The tightly controlled modulation of glutamatergic transmission is of enormous importance in brain physiology and in pathogenesis of CNS illnesses including psychiatric dysfunctions. Here we conclude based on published evidence that besides the well-known, classical modulators such as dopamine or acetylcholine, the purinergic neuromodulatory system is also fundamentally involved in the fine-tuning of glutamatergic transmission.
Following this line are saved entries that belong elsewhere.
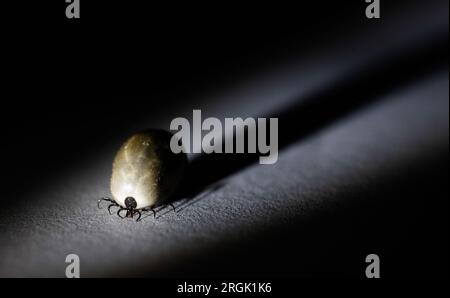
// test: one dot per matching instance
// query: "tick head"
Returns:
(130, 203)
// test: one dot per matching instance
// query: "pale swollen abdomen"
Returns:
(146, 169)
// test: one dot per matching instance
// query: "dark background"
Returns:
(71, 88)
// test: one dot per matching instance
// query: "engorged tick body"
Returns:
(145, 173)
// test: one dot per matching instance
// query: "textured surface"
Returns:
(311, 178)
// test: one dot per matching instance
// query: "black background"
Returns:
(64, 81)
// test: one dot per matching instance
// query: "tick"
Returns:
(145, 173)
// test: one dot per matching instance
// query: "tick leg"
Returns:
(139, 215)
(104, 199)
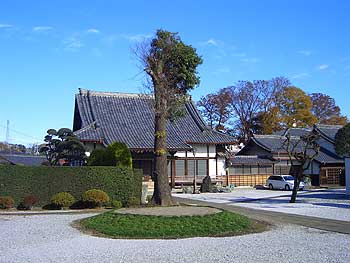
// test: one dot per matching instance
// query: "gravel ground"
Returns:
(330, 204)
(50, 238)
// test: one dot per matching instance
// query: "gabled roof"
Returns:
(23, 159)
(271, 143)
(327, 131)
(129, 118)
(293, 131)
(250, 159)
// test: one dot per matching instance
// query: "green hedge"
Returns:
(44, 182)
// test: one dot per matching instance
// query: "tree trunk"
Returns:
(347, 174)
(162, 191)
(297, 178)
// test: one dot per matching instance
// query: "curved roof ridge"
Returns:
(86, 92)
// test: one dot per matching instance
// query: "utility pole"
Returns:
(7, 139)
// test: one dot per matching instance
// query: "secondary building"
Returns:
(101, 118)
(326, 169)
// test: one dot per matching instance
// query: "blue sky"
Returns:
(48, 49)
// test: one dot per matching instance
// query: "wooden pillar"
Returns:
(172, 172)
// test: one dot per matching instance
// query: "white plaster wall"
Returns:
(212, 150)
(201, 151)
(221, 166)
(89, 147)
(212, 168)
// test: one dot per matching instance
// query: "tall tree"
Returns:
(215, 108)
(342, 147)
(62, 144)
(267, 122)
(326, 110)
(301, 153)
(172, 68)
(295, 108)
(254, 100)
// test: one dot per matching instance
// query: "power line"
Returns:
(21, 133)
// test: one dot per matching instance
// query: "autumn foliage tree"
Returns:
(215, 108)
(245, 108)
(172, 67)
(295, 108)
(326, 110)
(62, 144)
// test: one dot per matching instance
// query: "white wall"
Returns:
(221, 166)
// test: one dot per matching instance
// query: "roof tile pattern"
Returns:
(129, 118)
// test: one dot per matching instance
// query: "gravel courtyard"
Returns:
(50, 238)
(330, 204)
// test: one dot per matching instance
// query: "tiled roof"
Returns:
(271, 143)
(23, 159)
(328, 131)
(129, 118)
(249, 159)
(293, 131)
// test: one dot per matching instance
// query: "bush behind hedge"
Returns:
(44, 182)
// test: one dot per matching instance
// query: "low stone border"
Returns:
(52, 212)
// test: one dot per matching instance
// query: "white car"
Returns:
(282, 182)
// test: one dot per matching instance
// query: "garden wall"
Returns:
(44, 182)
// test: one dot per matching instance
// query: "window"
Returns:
(199, 165)
(202, 167)
(246, 169)
(180, 167)
(255, 169)
(190, 167)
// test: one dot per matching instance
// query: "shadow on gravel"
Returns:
(333, 205)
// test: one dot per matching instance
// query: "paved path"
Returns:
(277, 217)
(329, 204)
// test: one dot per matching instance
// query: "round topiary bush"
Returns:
(133, 201)
(6, 202)
(63, 199)
(117, 204)
(27, 203)
(96, 197)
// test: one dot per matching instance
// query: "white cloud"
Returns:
(72, 43)
(305, 52)
(300, 75)
(250, 60)
(211, 42)
(6, 26)
(42, 28)
(136, 38)
(93, 31)
(241, 55)
(322, 67)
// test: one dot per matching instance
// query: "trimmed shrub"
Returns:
(98, 157)
(133, 201)
(96, 197)
(44, 182)
(63, 199)
(121, 153)
(117, 204)
(27, 203)
(6, 202)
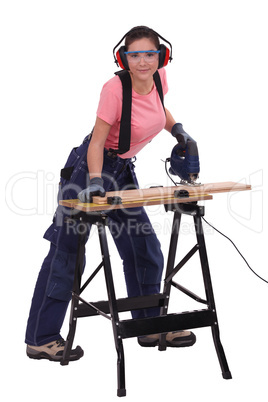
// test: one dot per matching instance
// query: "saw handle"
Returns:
(181, 136)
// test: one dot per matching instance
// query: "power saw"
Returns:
(184, 160)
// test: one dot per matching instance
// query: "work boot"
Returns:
(53, 351)
(176, 339)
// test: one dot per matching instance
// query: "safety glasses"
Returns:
(149, 56)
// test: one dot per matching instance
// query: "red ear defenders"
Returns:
(165, 54)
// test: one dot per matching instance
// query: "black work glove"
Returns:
(181, 136)
(95, 188)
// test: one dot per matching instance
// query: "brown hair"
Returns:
(139, 33)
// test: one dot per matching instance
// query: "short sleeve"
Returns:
(110, 103)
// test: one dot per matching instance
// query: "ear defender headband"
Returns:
(165, 54)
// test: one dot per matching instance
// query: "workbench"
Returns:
(181, 200)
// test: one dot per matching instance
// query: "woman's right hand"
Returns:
(95, 188)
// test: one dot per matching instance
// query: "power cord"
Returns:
(264, 280)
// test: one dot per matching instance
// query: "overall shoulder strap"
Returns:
(125, 126)
(159, 87)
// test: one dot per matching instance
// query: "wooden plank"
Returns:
(93, 207)
(166, 192)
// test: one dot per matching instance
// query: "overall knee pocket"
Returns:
(62, 276)
(149, 259)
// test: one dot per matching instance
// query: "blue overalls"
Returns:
(133, 235)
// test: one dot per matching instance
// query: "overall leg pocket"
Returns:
(62, 276)
(149, 259)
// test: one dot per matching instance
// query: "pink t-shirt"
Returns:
(147, 115)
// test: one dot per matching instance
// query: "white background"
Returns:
(55, 57)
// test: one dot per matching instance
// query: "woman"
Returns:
(100, 169)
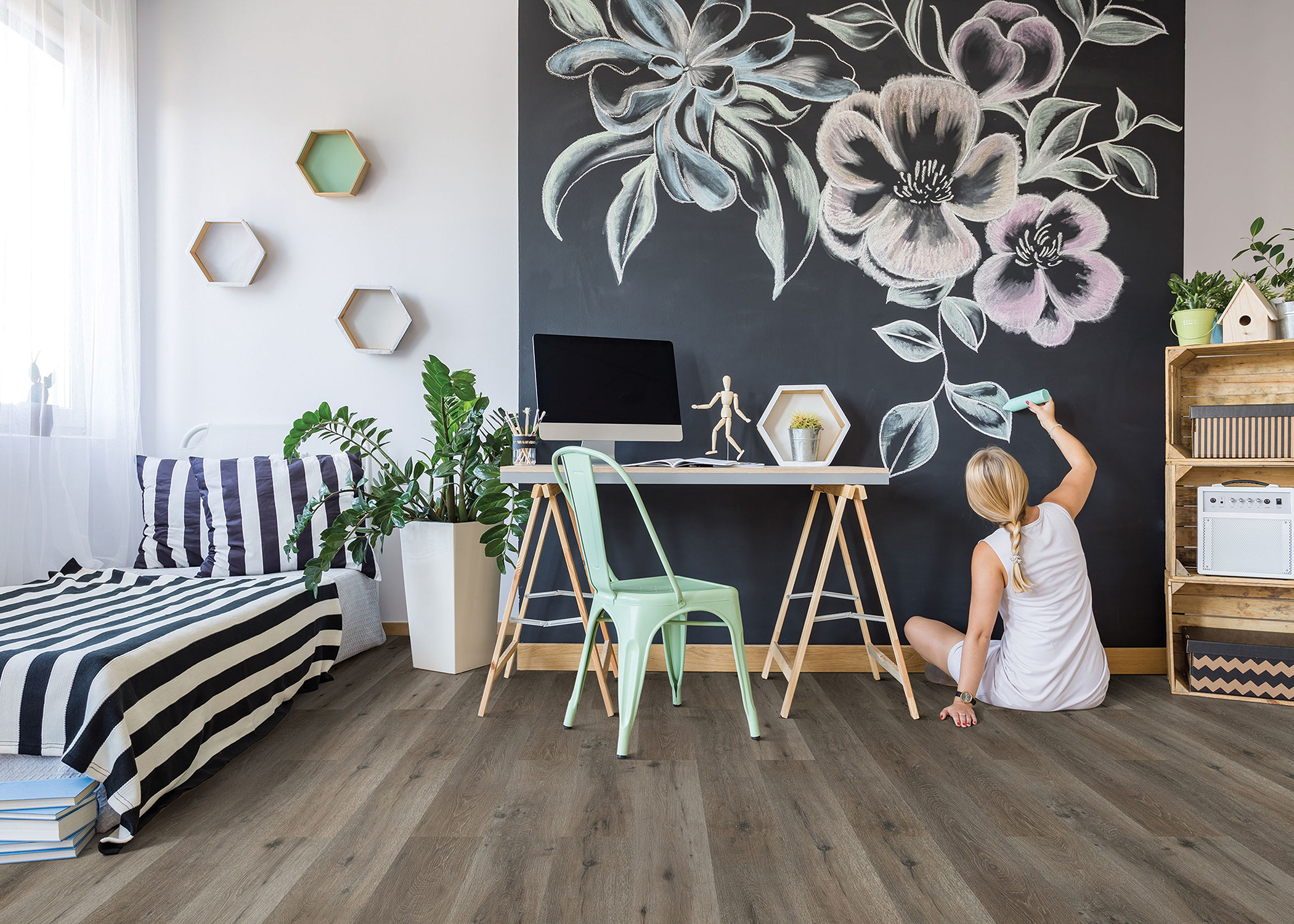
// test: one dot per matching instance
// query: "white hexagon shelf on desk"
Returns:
(374, 318)
(227, 253)
(790, 400)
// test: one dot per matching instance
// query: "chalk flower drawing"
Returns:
(908, 179)
(699, 105)
(905, 169)
(1044, 272)
(1007, 52)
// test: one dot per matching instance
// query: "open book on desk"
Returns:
(701, 463)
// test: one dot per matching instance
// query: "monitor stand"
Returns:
(607, 447)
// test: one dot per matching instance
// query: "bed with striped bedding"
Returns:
(150, 684)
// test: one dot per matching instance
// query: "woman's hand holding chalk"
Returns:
(1041, 396)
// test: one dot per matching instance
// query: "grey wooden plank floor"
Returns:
(383, 798)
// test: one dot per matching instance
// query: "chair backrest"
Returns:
(574, 470)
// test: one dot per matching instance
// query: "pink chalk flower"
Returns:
(1007, 52)
(1044, 274)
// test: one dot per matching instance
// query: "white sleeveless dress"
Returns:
(1050, 657)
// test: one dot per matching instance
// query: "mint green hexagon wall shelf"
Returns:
(333, 162)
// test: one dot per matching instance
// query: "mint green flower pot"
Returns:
(1194, 326)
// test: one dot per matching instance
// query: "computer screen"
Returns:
(606, 381)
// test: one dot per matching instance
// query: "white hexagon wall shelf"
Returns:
(333, 162)
(374, 318)
(788, 400)
(227, 253)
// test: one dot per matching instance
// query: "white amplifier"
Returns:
(1245, 531)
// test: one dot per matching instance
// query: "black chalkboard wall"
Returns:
(934, 179)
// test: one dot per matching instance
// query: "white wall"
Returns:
(1240, 144)
(228, 94)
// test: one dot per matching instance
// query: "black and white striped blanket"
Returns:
(150, 684)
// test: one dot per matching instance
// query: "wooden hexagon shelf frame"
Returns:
(333, 162)
(374, 318)
(228, 253)
(790, 399)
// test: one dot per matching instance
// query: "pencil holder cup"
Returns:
(523, 448)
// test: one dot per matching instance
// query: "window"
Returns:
(35, 221)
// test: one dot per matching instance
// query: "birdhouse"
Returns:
(1249, 316)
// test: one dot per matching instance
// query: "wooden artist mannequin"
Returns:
(730, 404)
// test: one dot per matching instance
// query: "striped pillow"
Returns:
(174, 532)
(253, 504)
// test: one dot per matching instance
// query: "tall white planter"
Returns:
(452, 593)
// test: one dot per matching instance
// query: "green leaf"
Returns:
(1118, 25)
(966, 320)
(1134, 171)
(577, 18)
(1125, 114)
(982, 407)
(632, 214)
(1078, 172)
(860, 25)
(1055, 130)
(913, 26)
(923, 296)
(911, 341)
(775, 182)
(1161, 122)
(1073, 9)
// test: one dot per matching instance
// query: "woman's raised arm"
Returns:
(1073, 491)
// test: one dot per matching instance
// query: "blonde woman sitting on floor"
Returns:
(1033, 571)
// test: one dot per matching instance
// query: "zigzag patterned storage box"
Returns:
(1237, 670)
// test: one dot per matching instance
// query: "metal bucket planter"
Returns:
(804, 444)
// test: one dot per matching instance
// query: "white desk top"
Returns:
(771, 474)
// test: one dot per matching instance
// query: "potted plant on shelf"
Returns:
(446, 504)
(1275, 274)
(1197, 304)
(805, 429)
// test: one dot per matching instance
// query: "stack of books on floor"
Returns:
(47, 818)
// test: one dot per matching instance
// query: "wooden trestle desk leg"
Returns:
(837, 501)
(544, 497)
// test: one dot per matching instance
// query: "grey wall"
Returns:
(1240, 140)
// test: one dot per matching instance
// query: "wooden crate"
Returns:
(1223, 373)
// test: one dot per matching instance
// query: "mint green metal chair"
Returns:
(642, 606)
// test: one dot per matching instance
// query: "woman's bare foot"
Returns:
(935, 675)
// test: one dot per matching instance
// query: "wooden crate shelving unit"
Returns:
(1211, 375)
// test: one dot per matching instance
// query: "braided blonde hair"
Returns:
(997, 490)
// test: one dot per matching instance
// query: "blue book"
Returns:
(51, 813)
(57, 825)
(21, 852)
(43, 793)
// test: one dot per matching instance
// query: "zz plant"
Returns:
(457, 482)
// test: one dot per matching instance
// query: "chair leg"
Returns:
(633, 670)
(675, 637)
(743, 671)
(589, 637)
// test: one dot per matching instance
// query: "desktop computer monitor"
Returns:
(604, 389)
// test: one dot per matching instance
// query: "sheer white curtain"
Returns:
(69, 285)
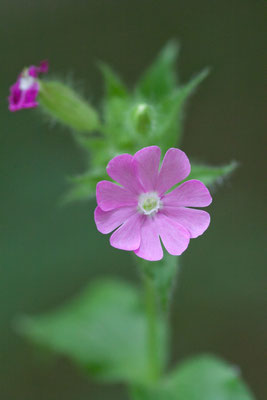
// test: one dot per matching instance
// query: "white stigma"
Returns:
(149, 203)
(26, 81)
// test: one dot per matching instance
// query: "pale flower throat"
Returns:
(26, 81)
(149, 203)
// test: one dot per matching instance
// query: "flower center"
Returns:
(149, 203)
(26, 81)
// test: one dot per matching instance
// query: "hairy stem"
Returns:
(152, 329)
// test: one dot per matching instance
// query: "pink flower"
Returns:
(24, 92)
(143, 210)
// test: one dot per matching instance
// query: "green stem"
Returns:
(152, 329)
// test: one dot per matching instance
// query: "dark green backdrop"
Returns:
(48, 253)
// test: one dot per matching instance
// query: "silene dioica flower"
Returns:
(144, 209)
(24, 92)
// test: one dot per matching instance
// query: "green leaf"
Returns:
(114, 85)
(202, 378)
(210, 175)
(104, 330)
(64, 105)
(162, 273)
(159, 80)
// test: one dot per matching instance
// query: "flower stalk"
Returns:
(154, 364)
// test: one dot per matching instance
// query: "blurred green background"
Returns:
(48, 253)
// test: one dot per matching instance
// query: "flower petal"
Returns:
(123, 170)
(148, 160)
(175, 168)
(195, 221)
(190, 194)
(110, 196)
(150, 247)
(107, 221)
(128, 236)
(174, 236)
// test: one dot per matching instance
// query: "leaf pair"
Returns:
(104, 331)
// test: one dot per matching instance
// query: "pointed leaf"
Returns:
(159, 80)
(170, 112)
(162, 273)
(202, 378)
(210, 175)
(104, 330)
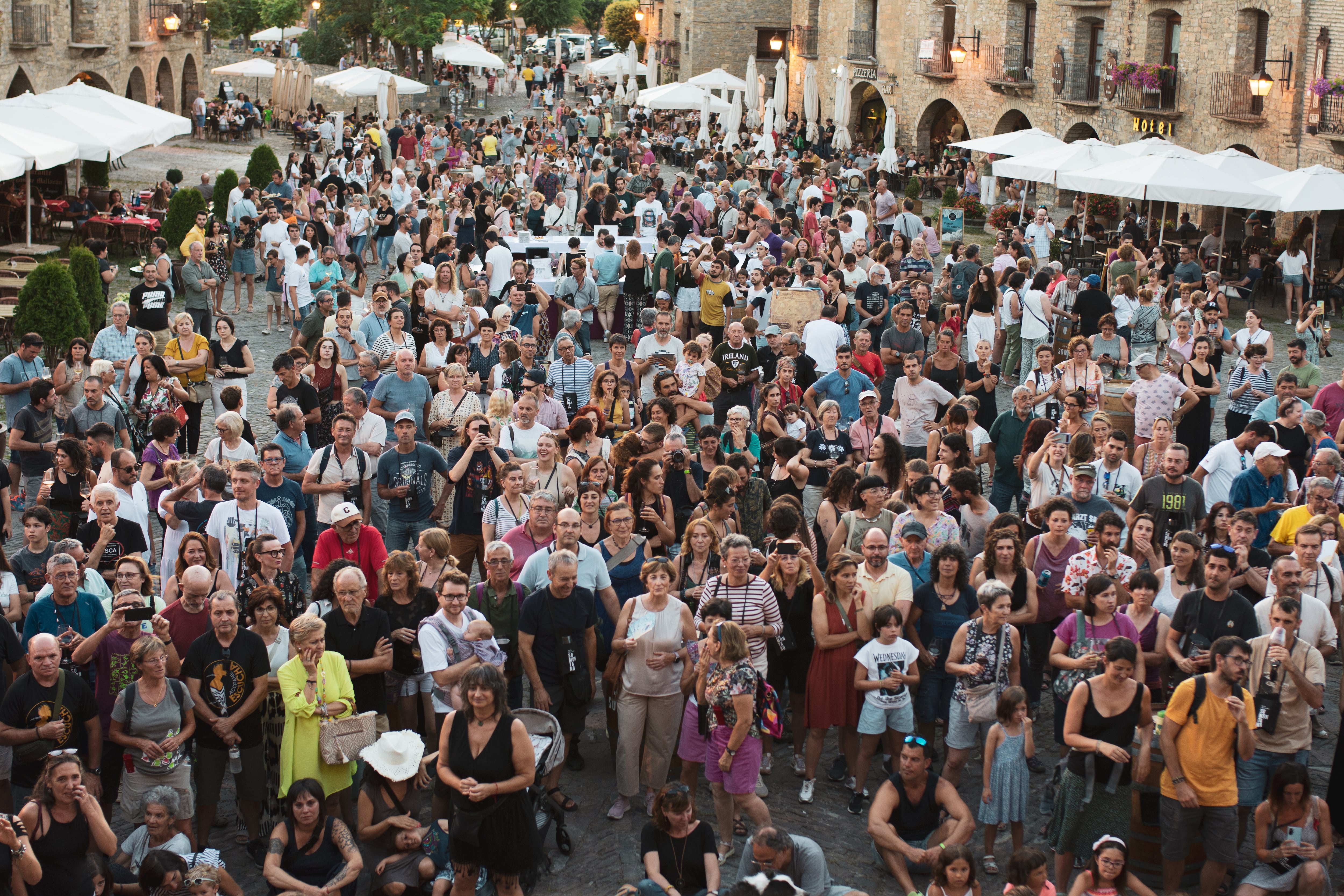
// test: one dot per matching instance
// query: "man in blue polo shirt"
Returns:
(1261, 491)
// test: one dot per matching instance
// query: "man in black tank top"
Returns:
(904, 819)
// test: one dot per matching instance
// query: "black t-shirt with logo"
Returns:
(130, 539)
(27, 704)
(736, 363)
(226, 679)
(152, 305)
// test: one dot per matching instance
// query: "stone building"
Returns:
(131, 48)
(691, 37)
(1109, 69)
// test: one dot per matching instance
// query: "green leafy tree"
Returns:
(260, 166)
(592, 13)
(84, 269)
(49, 305)
(96, 174)
(323, 45)
(621, 26)
(225, 185)
(548, 15)
(182, 216)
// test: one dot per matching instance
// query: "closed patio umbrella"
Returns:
(753, 96)
(811, 101)
(842, 111)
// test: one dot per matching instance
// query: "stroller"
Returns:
(549, 743)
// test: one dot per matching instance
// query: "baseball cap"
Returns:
(343, 512)
(1269, 449)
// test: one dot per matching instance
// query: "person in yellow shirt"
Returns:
(1319, 494)
(197, 234)
(716, 295)
(1199, 777)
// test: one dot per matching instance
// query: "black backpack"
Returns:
(963, 276)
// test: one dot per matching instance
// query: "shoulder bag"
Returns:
(339, 741)
(983, 700)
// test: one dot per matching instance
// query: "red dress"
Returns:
(832, 699)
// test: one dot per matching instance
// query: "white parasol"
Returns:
(811, 101)
(753, 96)
(889, 160)
(842, 111)
(733, 123)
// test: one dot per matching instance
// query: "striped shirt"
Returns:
(1246, 404)
(753, 605)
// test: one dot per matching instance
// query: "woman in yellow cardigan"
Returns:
(315, 686)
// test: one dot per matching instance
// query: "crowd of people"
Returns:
(740, 537)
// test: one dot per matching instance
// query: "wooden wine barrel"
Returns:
(1115, 408)
(1144, 841)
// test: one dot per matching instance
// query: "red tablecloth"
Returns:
(148, 222)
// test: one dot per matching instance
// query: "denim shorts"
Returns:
(875, 720)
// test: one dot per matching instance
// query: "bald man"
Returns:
(27, 716)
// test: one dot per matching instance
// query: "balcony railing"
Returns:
(1332, 116)
(31, 25)
(806, 41)
(1140, 99)
(935, 58)
(863, 45)
(1005, 65)
(1233, 99)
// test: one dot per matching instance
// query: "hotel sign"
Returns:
(1155, 127)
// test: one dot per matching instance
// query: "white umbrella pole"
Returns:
(1222, 235)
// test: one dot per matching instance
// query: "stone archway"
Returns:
(190, 85)
(165, 85)
(136, 87)
(940, 126)
(1011, 122)
(1080, 131)
(21, 85)
(867, 113)
(93, 80)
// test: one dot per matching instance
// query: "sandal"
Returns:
(564, 802)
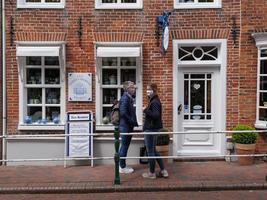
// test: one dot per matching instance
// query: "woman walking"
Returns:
(153, 123)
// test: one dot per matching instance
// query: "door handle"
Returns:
(179, 109)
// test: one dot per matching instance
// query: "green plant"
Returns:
(244, 138)
(163, 139)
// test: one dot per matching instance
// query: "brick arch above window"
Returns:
(118, 37)
(200, 34)
(34, 36)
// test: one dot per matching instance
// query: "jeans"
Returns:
(125, 143)
(150, 142)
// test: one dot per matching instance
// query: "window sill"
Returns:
(60, 127)
(24, 6)
(103, 127)
(118, 7)
(196, 6)
(260, 125)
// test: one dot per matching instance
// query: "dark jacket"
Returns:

There are a number of open or ambiguous questions relating to the interaction of the purinergic and glutamatergic systems. They are mostly due to the heterogeneous effects caused by ATP and its enzymatic degradation product adenosine on the release and postsynaptic function of glutamate. For example, ATP itself might increase glutamate release via P2X7 receptors, or after decomposition to adenosine, it might either increase (via A2A) or inhibit (via A1 receptors) the release of glutamate. Similarly, A1 receptors inhibit and A2A receptors facilitate NMDA receptor-mediated effects. Moreover, A2A receptors can differentially influence NMDA receptors depending on the brain area investigated (stimulation in the hippocampus, but inhibition in the striatum). The situation becomes still more complicated because of the presence of ATP and adenosine sensitive receptors at different cell types (neurons, macro- and microglia, ependymal and vascular cells) and the temporal diversity of the onset and offset of their activation. For example, after the occlusion of a cerebral artery, P2X7 receptors are upregulated soon after the ensuing metabolic limitation, and P2X7 receptor upregulation occurs only with some temporal delay on astrocytes and oligodendrocytes. Eventually, both ATP and adenosine are polar compounds, which do not pass the blood-brain barrier and therefore cannot be used on systemic application.

In consequence, for possible therapeutic purposes, blood-brain barrier permeable and enzymatically stable substances should be used to directly stimulate or inhibit P2/P1 receptors; an alternative possibility is to interfere with the inactivation of ATP/adenosine (uptake or enzymatic degradation) or to modulate their effects by allosteric agonists/antagonists. The greatest chances to become drugs have substances which antagonize P2X7 or A2A receptors. P2X7 receptors have a low density in the healthy brain and seem to be upregulated only during pathophysiological conditions; therefore, their blockade is expected to have only moderate side effects by leaving physiological functions unaltered. The same holds true for striatal A2A receptors, which clearly differ in their properties from their extra-striatal counterparts and might be quite selectively targeted for the therapy of, e.g. Parkinson’s disease.

It has to be stated that not all effects of purinergic ligands can be predicted with a high likelihood. The mild psychostimulant caffeine, which has been ‘abused’ for centuries, exerts this effect by blocking A2A receptors in the nucleus accumbens but, in addition, acts as a cognition enhancer and improves neurodegeneration by a presently unclarified mechanism. Thus, structural analogues of caffeine have good chances to become suitable drugs for the treatment of these latter disorders.

In conclusion, the understanding of purinergic/glutamatergic interaction in the brain may open new avenues in the target identification and optimization of research activities aiming at the restoration of glutamatergic neurotransmission in pathological states.